The Obama Administration announced three new initiatives to help states improve the quality of care and lower its costs for about 9 million Medicare and Medicaid enrollees.
The U.S. Department of Health and Human Services on Friday announced that there will be a demonstration program to test two new financial models designed to help states improve quality and share in the lower costs that result from better coordinating care for individuals enrolled in Medicare and Medicaid. There will also be a demonstration program to help states improve the quality of care for people in nursing homes by providing these individuals with the treatment they need without having them go to hopsitals unnecessarily. And there will be a technical resource center available to all states to help them improve care for high-need high-cost beneficiaries.
The Centers for Medicaid & Medicare Services will establish the resource center to help states in delivering coordinated health care to high-need, high-cost beneficiaries, including those with chronic conditions and/or Medicare-Medicaid enrollees.
Health Secretary Kathleen Sebelius in a statement noted that: By improving care to the most vulnerable of our citizens, we can improve the quality of their lives and prevent wasteful spending.
Sebelius stated that governors and their staff have been looking for tools to reach those goals and that she's pleased to continue the partnership with the states on that regard.
More than $300 million is spent each year by the states and the federal government to care for Americans eligible for Medicare and Medicaid, according to a statement from Health and Human Services.
In Medicaid, these individuals represented 15-percent of enrollees and 39-percent of all Medicaid expenditures. In Medicare, they represented 16-percent of enrollees and 27-percent of program expenditures, the statement noted also.
The Health and Human Services department is looking to increase the number of Medicare-Medicaid enrollees in systems that coordinate care, as this may improve the quality of care individuals get and reduce the states' and federal government's cost.
These models are designed to address a longstanding barrier to better meeting the needs of some of the most vulnerable Americans we serve, said Dr. Donald M. Berwick, administrator of CMS. Providing individuals the high-quality care they need, working closely with stakeholders, doctors, and state leaders, and ensuring beneficiary protections will be a crucial part of this demonstration.
Aligning financing between Medicare and Medicaid to support improvements in the quality and cost of care for those eligible will be done through two models. The first is where a state, CMS, and health plan enter into a three-way contract where the managed care plan receives a prospective blended payment to provide comprehensive, coordinated care. The second is where a state and CMS enter into an agreement by which the state would be eligible to benefit from savings resulting from managed fee for service initiatives designed to improve quality and reduce costs for both Medicare and Medicaid.
CMS' Center for Medicare and Medicaid Innovation will test these models to determine whether they save money while also preserving or improving the quality of care for Medicare-Medicaid enrollees, Health and Human Services stated.
States that meet standards and conditions will have the option to pursue either or both of these models.
CMS is aiming to improve the quality of care for people in nursing homes and said that nearly two-thirds of nursing facility residents are in Medicaid and most are also in Medicare.

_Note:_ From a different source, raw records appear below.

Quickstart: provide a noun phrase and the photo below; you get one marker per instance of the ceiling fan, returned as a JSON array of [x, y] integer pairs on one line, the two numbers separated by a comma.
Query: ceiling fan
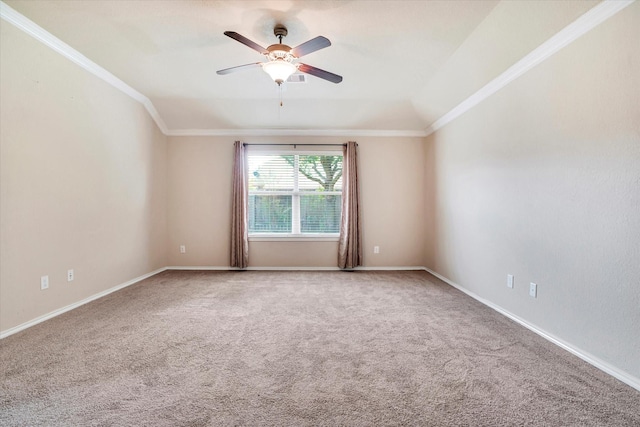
[[281, 58]]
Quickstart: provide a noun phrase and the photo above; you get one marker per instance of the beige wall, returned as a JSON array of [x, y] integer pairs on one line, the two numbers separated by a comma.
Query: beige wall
[[393, 191], [542, 181], [83, 183]]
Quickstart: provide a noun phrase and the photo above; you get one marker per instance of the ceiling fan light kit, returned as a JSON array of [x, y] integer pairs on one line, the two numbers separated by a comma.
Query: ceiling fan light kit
[[281, 58]]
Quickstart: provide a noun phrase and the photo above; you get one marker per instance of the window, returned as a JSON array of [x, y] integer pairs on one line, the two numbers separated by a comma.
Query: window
[[294, 194]]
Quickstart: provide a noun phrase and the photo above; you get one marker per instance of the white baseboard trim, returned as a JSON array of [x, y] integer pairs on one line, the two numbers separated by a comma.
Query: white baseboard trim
[[218, 268], [625, 377], [54, 313]]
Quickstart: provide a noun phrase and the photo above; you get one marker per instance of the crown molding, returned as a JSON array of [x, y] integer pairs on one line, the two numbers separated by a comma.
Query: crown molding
[[564, 37], [34, 30], [297, 132], [573, 31]]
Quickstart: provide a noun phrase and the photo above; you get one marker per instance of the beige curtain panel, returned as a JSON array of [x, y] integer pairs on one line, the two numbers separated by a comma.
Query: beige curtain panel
[[350, 243], [239, 229]]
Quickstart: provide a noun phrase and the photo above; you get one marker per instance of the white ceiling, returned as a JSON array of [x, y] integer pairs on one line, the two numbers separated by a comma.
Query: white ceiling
[[404, 63]]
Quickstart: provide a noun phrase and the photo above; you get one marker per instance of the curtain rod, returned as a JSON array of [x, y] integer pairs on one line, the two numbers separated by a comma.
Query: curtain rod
[[321, 145]]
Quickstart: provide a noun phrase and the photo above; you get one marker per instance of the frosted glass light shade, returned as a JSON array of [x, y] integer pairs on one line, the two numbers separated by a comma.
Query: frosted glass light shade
[[279, 70]]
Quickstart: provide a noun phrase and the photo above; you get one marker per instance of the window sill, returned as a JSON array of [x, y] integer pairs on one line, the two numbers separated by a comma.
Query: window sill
[[294, 238]]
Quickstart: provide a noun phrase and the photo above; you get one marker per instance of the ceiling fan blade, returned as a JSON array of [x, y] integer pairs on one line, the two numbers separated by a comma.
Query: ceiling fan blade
[[333, 78], [310, 46], [239, 68], [242, 39]]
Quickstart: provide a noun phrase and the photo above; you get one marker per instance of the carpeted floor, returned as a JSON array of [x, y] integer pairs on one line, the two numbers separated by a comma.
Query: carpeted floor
[[188, 348]]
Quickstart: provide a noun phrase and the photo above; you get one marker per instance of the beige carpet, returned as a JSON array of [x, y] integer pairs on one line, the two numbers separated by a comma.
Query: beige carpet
[[298, 349]]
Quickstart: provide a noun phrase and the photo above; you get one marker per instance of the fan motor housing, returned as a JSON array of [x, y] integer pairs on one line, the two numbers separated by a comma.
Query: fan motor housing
[[280, 51]]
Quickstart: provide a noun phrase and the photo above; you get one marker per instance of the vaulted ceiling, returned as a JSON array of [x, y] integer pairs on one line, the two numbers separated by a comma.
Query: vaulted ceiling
[[404, 63]]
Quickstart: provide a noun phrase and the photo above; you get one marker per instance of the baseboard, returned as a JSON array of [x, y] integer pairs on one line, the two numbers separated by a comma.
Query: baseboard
[[294, 268], [54, 313], [625, 377]]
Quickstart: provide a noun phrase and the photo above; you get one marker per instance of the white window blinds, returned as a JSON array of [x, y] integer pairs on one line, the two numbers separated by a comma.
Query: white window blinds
[[294, 194]]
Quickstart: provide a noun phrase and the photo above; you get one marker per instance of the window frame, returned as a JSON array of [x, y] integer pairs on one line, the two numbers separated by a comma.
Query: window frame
[[296, 234]]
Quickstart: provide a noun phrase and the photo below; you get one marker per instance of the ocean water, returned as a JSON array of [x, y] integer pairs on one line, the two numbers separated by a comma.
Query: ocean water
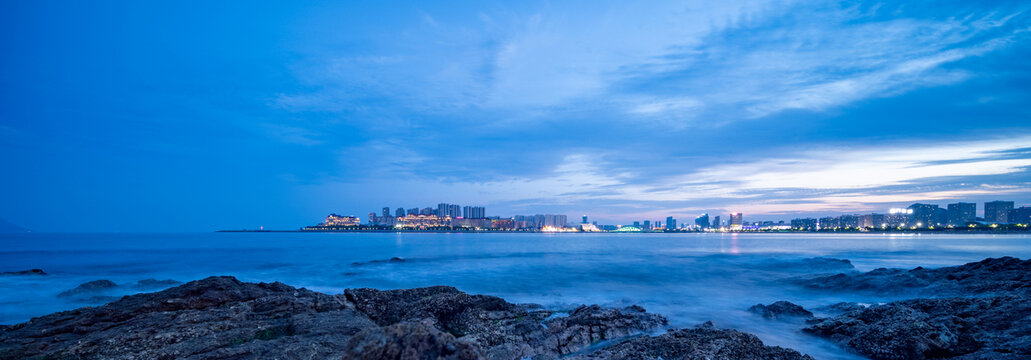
[[689, 277]]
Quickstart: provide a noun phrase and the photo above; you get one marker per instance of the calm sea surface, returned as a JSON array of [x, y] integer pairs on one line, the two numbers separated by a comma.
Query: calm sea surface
[[689, 277]]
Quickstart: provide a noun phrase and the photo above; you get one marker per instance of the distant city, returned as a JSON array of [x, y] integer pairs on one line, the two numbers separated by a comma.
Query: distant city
[[445, 217]]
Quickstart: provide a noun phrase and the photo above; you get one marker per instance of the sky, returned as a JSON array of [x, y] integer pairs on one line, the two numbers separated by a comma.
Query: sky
[[196, 116]]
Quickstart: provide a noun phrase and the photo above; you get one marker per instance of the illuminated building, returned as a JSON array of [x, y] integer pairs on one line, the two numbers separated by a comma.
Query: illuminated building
[[475, 223], [423, 222], [961, 213], [1020, 216], [736, 219], [502, 224], [445, 209], [804, 224], [473, 211], [336, 220], [998, 211], [872, 221], [702, 221]]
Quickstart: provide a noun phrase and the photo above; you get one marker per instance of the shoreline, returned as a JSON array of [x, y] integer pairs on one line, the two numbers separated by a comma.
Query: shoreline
[[970, 311]]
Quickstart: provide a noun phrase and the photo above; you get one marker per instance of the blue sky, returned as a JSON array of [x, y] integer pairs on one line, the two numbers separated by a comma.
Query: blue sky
[[198, 116]]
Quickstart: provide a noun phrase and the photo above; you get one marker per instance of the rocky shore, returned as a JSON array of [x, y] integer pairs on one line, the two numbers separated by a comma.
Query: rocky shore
[[222, 318], [976, 311]]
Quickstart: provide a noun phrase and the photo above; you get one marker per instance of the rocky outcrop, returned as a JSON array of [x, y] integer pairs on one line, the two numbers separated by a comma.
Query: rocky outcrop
[[24, 272], [93, 287], [992, 275], [780, 309], [501, 329], [704, 341], [224, 318], [968, 328]]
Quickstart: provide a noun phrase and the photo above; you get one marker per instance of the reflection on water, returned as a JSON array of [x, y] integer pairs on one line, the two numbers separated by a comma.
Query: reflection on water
[[689, 277]]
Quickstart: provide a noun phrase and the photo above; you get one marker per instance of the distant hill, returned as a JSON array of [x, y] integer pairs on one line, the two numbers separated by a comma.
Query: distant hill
[[6, 227]]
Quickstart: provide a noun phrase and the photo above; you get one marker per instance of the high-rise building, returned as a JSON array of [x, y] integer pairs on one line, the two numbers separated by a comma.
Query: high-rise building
[[474, 211], [925, 215], [558, 221], [961, 213], [872, 221], [998, 211], [736, 219], [702, 221], [1020, 216], [803, 224]]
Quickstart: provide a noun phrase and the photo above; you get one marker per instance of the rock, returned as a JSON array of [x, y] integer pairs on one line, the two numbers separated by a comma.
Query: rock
[[501, 329], [967, 328], [780, 309], [992, 275], [90, 288], [25, 272], [704, 341], [841, 307], [212, 318], [224, 318], [150, 284], [406, 340]]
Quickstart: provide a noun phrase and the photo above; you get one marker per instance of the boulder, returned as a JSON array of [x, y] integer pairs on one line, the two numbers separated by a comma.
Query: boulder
[[704, 341], [780, 309]]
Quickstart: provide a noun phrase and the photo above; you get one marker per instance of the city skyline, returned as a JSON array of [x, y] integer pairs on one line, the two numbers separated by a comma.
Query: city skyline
[[915, 216], [125, 112]]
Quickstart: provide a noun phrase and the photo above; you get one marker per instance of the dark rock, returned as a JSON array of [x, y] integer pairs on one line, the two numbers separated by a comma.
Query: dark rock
[[704, 341], [90, 288], [503, 330], [993, 275], [968, 328], [407, 340], [25, 272], [223, 318], [212, 318], [150, 284], [842, 307], [780, 309]]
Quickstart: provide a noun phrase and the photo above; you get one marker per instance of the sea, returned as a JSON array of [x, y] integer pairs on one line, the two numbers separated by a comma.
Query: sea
[[689, 277]]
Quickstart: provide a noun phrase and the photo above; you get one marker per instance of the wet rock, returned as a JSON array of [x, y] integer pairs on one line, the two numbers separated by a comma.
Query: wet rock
[[704, 341], [501, 329], [780, 309], [151, 284], [992, 275], [212, 318], [90, 288], [224, 318], [841, 307], [406, 340], [968, 328], [25, 272]]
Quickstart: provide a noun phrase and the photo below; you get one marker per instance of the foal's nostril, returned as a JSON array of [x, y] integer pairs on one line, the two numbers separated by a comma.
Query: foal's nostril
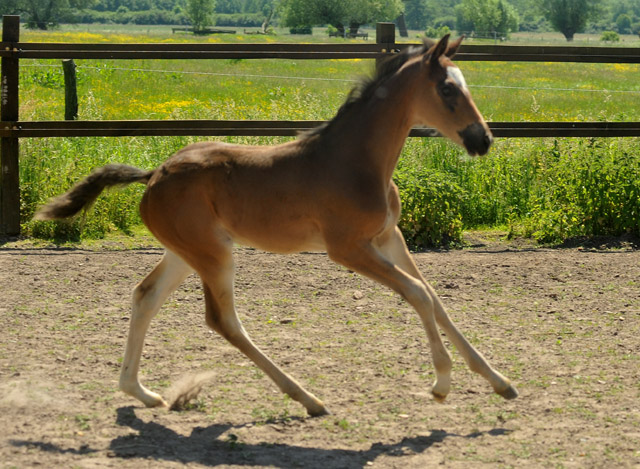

CMS' Innovation Center will work with the CMS Medicare-Medicaid Coordination Office to establish a new demonstration for reducing preventable inpatient hospitalizations among residents of nursing facilities. They will do this by providing these individuals with the treatment they need without them go to a hospital, which can often be expensive, disruptive, disorienting, and dangerous for frail elders and people with disabilities, and cost Medicare billions of dollars each year, Health and Human Services said.
The release stated that a CMS-funded research on Medicare-Medicaid eligible nursing facility residents in 2005 found that almost 40-percent of hospital admissions were preventable, accounting for 314,000 potentially avoidable hospitalizations and $2.6 billion in Medicare expenditures.
This fall, CMS will competitively select independent organizations to partner with and implement evidence-based interventions at interested nursing facilities.